Recommendations

Each of the 11 Regional Associations (RAs), as part of NOAA-IOOS, operate independent infrastructure to process, store, and serve their data. The RAs mainly operate Traditional On-Premises and Infrastructure-as-a-Service (such as VMWare) configurations. Several RAs run services in the cloud, and the cloud providers used vary.

It is important to ensure that the RAs are able to operate independently and have the resources they need. The cloud is a centralized IT infrastructure that is meant to be accessed from anywhere in the world and maintains a high operational posture. IOOS as a whole can adopt cloud infrastructure to reduce the burden of maintaining on-premises systems and shift those resources toward creating services and data products for downstream customers. Much of the infrastructure and plumbing can be shared across RAs, but the key differentiator will be providing cloud-optimized data access to the important data products produced by each RA.
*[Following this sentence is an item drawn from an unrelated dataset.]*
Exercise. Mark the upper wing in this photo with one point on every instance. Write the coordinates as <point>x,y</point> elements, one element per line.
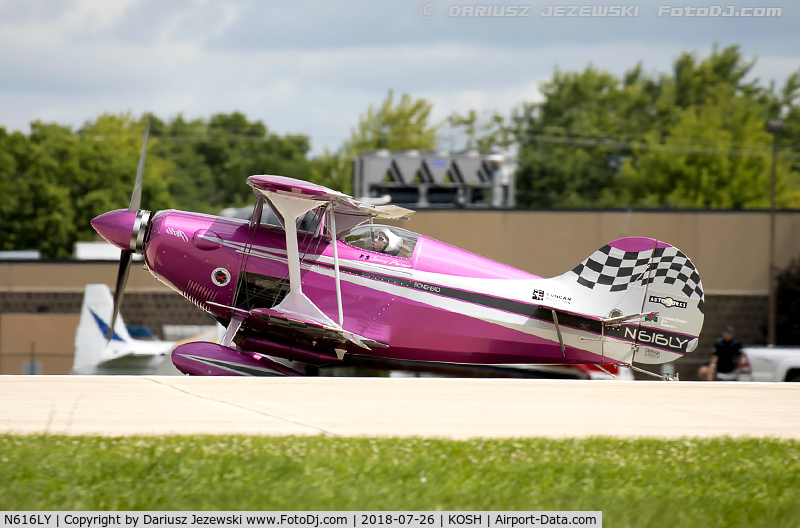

The following diagram shows the recommended overall system architecture.

System Architecture recommendation

Data Storage

One of the primary challenges experienced today is being able to access IOOS data in a consistent manner. The prototypes we’ve developed have demonstrated that cloud-optimized data provides significantly more efficient access to data than existing services such as THREDDS and ERDDAP. The scalable nature of cloud storage, in terms of both storage and access, is a key differentiator from traditional on-premises storage. The cloud can be used as a central repository that many organizations can access from anywhere in the world. This pattern of maintaining a central data repository for all kinds of data is what’s referred to as a “Data Lake.”
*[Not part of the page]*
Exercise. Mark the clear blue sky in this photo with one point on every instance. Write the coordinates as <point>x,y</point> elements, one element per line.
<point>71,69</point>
From an IT operations and maintenance perspective, the costs of provisioning, configuring, and monitoring Network File Systems (NFS) are much higher than the cloud provider’s fees for storage at $0.01 per GB. This is because the cloud provider is responsible for the entire infrastructure, including the operating system, storage, and networking. The cloud provider also provides a high level of security and encryption. At NOAA, use of the NOAA Open Data Dissemination (NODD) program even further reduces the cost of storage and egress by making the data completely free.
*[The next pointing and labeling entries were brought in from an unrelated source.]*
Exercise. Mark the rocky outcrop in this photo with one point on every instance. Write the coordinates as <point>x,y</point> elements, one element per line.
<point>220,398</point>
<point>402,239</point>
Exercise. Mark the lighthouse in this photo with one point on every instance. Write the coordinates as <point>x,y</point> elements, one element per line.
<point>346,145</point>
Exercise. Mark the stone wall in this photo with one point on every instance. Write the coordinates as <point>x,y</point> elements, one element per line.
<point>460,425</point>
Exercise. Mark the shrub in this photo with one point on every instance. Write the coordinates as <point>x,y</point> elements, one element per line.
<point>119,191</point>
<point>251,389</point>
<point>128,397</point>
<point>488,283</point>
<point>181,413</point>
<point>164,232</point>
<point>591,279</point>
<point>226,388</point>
Cloud Optimization Workflows

Our prototypes rely on cloud-optimized data and require a workflow to translate the original data into cloud-optimized formats. Forecast data needs to be continuously optimized as new forecasts are produced. This optimization process can run centralized or decentralized, but there is potential for more data challenges in a decentralized approach. A centralized approach makes data standards and consistency easier to enforce. A decentralized approach would enable the RAs to have more control over the entire ingest process, but would require more work to maintain consistency across the RAs. We recommend that the infrastructure be centrally managed to reduce overall systems management costs, but provide RAs the tools necessary to manage their own data within a common framework.

Serving Data

The data lake is a collection of raw data files that are stored in a cloud-optimized format. This data can be accessed directly by anyone, but dealing with scientific data is complicated. Experts in data processing may want to build their own pipelines to access the data, but the majority of users and customers likely want specific information from the data. We’ve identified several common access patterns among data consumers and have coded those queries into services. This creates a layer of abstraction between the raw data and the data consumers to provide more consistency and ease of use. In addition, the complex engineering required to scale and operate those services is managed in a single service layer rather than being spread across many different systems.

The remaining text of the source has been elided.